Partition Begins

278 Words
August 14, 1947.  It was a day full of wonder, and hope, and terror. Something had shifted on the earth. Not in the skies, because I don't hold God responsible for this. It is our own follies that lead us here. I heard people were being dragged from their homes and executed. Dragged and bloodied and r***d. I didn't want to believe it. But it was time to move. Abu, bless his soul knew about me and never even blinked about it. He preached love, and he wasn't going to go back on his word. Ammi's heart was broken but I didn't hold myself responsible and told her she shouldn't either. We would talk through food, cooking together, I chopping and frying, her arranging the meats and the liquids and the water. We wouldn't speak, but make food. I let her find her way through. I prayed every day, five times, lifting hands in supplication, no one could tell me otherwise. Ammi said we are already chased for being Muslim, now you add this. It took her a long time to understand that I hadn't added this. It was part of me all along.
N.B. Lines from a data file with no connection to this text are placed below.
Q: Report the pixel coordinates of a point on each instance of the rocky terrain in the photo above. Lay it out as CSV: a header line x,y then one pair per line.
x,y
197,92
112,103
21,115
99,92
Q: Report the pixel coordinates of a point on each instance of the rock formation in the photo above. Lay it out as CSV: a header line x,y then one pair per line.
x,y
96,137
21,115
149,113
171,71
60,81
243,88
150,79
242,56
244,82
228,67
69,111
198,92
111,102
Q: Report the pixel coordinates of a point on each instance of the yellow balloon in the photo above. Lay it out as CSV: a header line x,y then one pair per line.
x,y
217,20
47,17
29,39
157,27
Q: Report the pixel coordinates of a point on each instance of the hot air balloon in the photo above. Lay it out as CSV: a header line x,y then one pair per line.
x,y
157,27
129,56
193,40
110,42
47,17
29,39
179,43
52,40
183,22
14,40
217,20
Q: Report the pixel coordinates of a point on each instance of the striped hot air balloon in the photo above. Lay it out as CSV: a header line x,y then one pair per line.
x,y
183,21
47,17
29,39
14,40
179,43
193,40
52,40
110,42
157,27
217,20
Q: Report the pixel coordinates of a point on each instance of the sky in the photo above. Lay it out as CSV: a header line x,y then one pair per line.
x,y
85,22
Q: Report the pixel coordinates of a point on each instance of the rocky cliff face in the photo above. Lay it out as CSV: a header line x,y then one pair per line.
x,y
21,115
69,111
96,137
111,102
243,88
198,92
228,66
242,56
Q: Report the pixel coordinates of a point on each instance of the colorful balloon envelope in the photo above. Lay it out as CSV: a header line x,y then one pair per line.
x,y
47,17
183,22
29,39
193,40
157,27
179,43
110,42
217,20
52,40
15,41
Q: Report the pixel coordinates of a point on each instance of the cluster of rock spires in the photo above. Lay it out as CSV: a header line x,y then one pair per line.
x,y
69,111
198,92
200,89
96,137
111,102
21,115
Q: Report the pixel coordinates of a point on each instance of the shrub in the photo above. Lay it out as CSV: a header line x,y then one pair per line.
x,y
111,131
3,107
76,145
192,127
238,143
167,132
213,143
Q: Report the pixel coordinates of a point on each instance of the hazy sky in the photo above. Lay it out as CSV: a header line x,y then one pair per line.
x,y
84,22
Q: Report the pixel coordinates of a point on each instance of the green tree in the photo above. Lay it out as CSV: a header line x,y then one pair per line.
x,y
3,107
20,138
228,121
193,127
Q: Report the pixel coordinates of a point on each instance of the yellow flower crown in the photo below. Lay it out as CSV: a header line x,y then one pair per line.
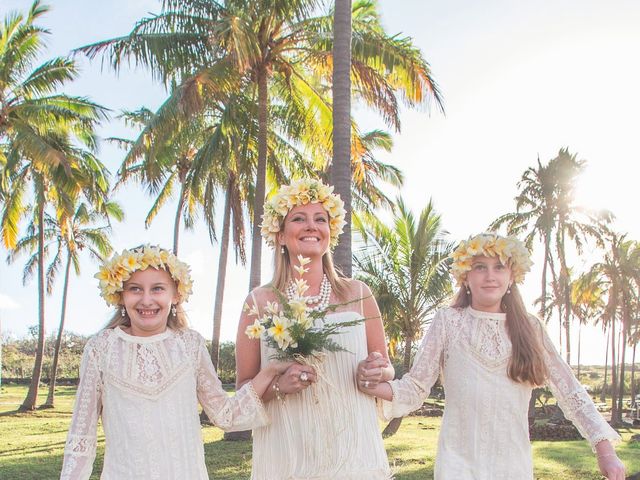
x,y
510,250
302,192
113,273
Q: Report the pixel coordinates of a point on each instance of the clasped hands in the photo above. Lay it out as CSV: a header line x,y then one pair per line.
x,y
295,377
370,371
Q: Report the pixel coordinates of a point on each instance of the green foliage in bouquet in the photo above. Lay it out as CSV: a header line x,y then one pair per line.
x,y
292,329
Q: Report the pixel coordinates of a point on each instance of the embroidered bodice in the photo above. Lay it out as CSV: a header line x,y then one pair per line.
x,y
484,433
147,390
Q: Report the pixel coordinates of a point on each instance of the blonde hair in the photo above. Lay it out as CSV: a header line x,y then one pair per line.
x,y
526,364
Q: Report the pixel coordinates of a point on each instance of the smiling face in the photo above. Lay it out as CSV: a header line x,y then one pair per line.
x,y
306,231
147,296
488,281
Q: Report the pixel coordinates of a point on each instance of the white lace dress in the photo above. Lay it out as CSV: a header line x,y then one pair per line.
x,y
147,389
326,432
484,433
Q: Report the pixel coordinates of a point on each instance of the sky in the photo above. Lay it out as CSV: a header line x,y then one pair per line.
x,y
520,80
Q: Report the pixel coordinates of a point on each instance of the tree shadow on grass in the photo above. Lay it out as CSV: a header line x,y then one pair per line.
x,y
41,467
228,460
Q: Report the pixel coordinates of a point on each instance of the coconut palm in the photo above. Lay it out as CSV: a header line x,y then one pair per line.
x,y
534,217
407,269
286,54
619,270
76,234
587,303
47,140
545,209
340,172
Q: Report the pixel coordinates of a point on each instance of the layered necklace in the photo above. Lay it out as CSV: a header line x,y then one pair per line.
x,y
321,300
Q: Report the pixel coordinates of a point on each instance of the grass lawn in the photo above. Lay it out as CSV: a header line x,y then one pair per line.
x,y
31,447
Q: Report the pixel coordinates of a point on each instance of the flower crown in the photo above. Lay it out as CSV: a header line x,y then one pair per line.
x,y
302,192
510,250
113,273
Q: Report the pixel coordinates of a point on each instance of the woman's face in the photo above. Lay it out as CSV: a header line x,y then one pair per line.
x,y
306,231
488,280
147,297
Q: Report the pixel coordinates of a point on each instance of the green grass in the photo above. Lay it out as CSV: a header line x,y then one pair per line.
x,y
31,446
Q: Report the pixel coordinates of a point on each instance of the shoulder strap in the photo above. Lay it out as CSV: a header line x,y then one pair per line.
x,y
255,302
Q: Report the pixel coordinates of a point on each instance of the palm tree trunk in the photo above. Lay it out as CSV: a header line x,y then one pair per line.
x,y
579,346
178,220
340,172
261,173
54,368
543,301
623,351
606,359
32,395
614,376
222,271
393,426
633,374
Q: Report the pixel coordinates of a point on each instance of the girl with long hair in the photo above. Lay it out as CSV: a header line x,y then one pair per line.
x,y
145,375
322,427
491,353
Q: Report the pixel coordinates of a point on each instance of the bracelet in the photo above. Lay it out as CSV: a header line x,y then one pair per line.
x,y
276,388
606,455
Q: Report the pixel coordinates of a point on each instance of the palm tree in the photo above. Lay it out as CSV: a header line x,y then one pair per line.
x,y
534,217
340,172
619,269
76,234
545,208
587,302
406,267
40,132
161,163
285,53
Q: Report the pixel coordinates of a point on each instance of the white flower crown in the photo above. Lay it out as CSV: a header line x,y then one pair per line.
x,y
302,192
113,273
509,250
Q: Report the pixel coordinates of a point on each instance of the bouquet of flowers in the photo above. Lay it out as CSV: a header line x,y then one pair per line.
x,y
290,326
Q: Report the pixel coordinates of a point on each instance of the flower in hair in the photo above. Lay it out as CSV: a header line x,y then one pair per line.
x,y
302,192
509,250
115,272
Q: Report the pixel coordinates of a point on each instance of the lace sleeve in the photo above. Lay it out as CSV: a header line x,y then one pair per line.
x,y
410,391
243,411
80,448
574,400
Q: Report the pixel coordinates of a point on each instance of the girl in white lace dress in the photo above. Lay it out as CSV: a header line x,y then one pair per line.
x,y
491,354
328,431
145,374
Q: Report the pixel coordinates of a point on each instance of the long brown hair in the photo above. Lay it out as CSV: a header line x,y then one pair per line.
x,y
526,364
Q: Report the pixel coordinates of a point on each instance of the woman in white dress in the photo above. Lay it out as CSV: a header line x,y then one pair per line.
x,y
322,427
491,354
145,374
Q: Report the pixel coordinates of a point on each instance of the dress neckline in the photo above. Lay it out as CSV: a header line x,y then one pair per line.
x,y
487,315
127,337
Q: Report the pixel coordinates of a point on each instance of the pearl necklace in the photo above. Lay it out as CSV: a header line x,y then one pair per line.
x,y
322,299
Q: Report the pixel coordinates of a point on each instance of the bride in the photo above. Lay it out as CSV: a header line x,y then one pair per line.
x,y
328,431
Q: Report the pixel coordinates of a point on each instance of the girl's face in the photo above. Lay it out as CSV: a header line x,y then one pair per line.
x,y
306,231
488,281
147,297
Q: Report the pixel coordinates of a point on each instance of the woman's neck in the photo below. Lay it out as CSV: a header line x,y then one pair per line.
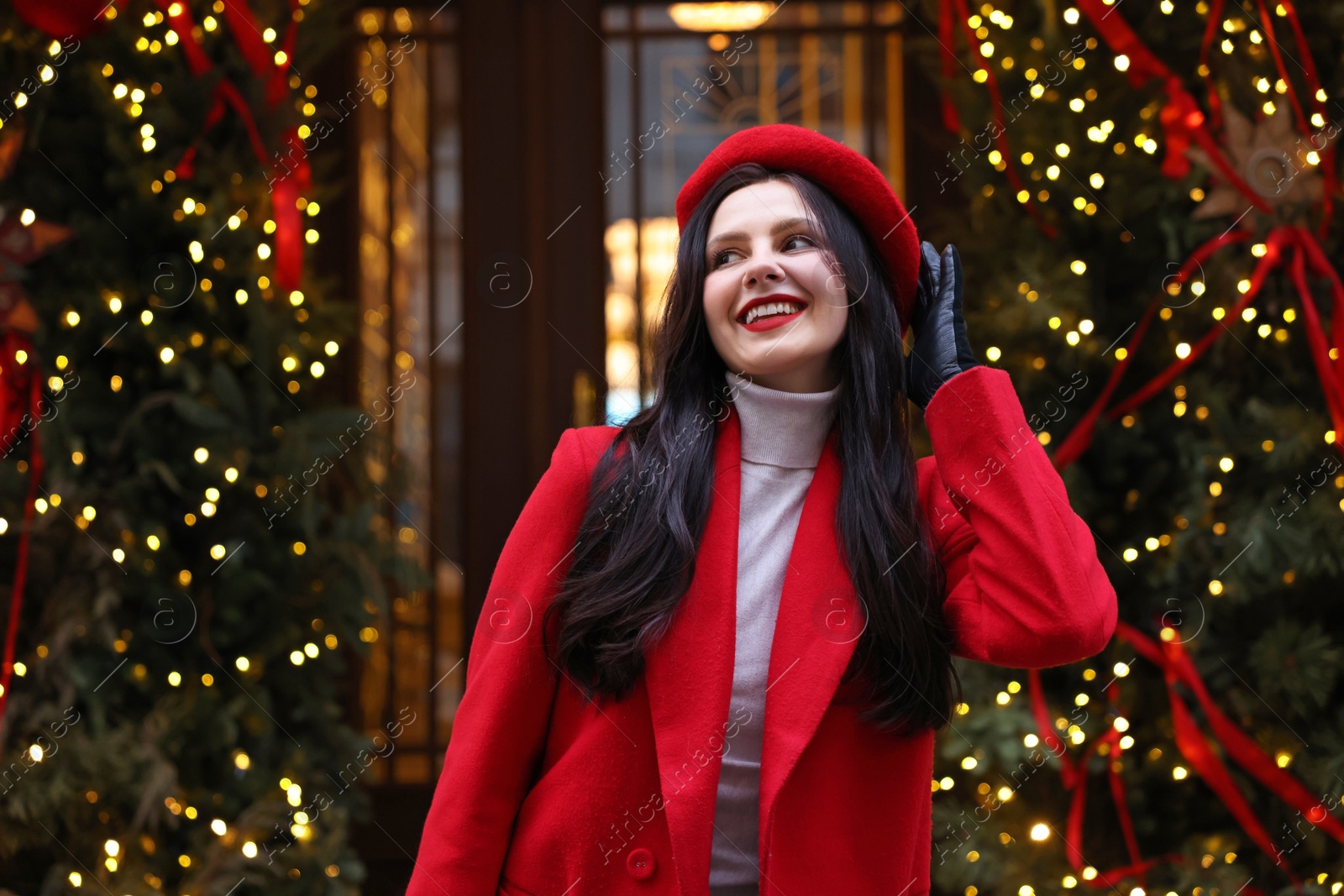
x,y
784,429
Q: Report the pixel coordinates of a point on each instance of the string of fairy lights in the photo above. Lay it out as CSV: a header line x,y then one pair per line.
x,y
132,100
1276,332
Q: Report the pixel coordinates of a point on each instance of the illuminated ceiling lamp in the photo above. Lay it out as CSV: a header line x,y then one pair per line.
x,y
721,16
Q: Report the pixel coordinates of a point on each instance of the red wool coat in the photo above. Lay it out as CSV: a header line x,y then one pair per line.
x,y
543,795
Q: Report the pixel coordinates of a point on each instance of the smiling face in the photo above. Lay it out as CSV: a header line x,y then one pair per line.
x,y
773,305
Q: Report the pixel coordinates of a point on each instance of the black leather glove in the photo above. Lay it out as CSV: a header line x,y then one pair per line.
x,y
941,348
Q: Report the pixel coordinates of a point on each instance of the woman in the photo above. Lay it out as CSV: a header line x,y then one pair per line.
x,y
752,593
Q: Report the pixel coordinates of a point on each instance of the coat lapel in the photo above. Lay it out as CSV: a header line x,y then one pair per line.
x,y
689,673
815,634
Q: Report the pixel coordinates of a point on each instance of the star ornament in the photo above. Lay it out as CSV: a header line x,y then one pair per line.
x,y
1272,159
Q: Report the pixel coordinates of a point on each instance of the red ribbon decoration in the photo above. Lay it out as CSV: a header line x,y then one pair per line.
x,y
286,186
949,110
1183,123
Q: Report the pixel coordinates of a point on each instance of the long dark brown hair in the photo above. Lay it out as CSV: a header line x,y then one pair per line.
x,y
651,490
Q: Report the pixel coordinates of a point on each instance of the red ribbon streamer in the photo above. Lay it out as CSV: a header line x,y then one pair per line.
x,y
1184,123
35,464
949,113
286,184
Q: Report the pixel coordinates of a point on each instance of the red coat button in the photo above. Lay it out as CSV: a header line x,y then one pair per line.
x,y
640,864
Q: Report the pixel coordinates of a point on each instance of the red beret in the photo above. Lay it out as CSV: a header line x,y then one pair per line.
x,y
846,174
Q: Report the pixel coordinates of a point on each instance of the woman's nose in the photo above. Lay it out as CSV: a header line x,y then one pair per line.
x,y
764,269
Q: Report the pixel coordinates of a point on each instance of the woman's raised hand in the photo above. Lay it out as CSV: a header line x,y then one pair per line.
x,y
941,348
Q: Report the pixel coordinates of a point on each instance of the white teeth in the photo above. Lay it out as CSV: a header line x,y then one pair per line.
x,y
773,308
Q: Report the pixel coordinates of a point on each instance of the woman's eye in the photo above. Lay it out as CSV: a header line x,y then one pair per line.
x,y
721,257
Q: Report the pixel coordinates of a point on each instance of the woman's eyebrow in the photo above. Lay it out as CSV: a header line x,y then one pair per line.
x,y
790,223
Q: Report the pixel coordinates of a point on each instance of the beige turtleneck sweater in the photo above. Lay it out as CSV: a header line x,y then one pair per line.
x,y
783,437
And when Saima came along, it was almost as if she loved me through her. She would offer her food and one time, I caught them praying together, and I left the room, crying and thanking Allah through my tears, my head pressed against the wall. So my family was with me. I didn't need anybody else really. Just them. I needed us to liive though. So we began packing. Packing packing our life away. We didn't know what was ahead but we knew we had to go.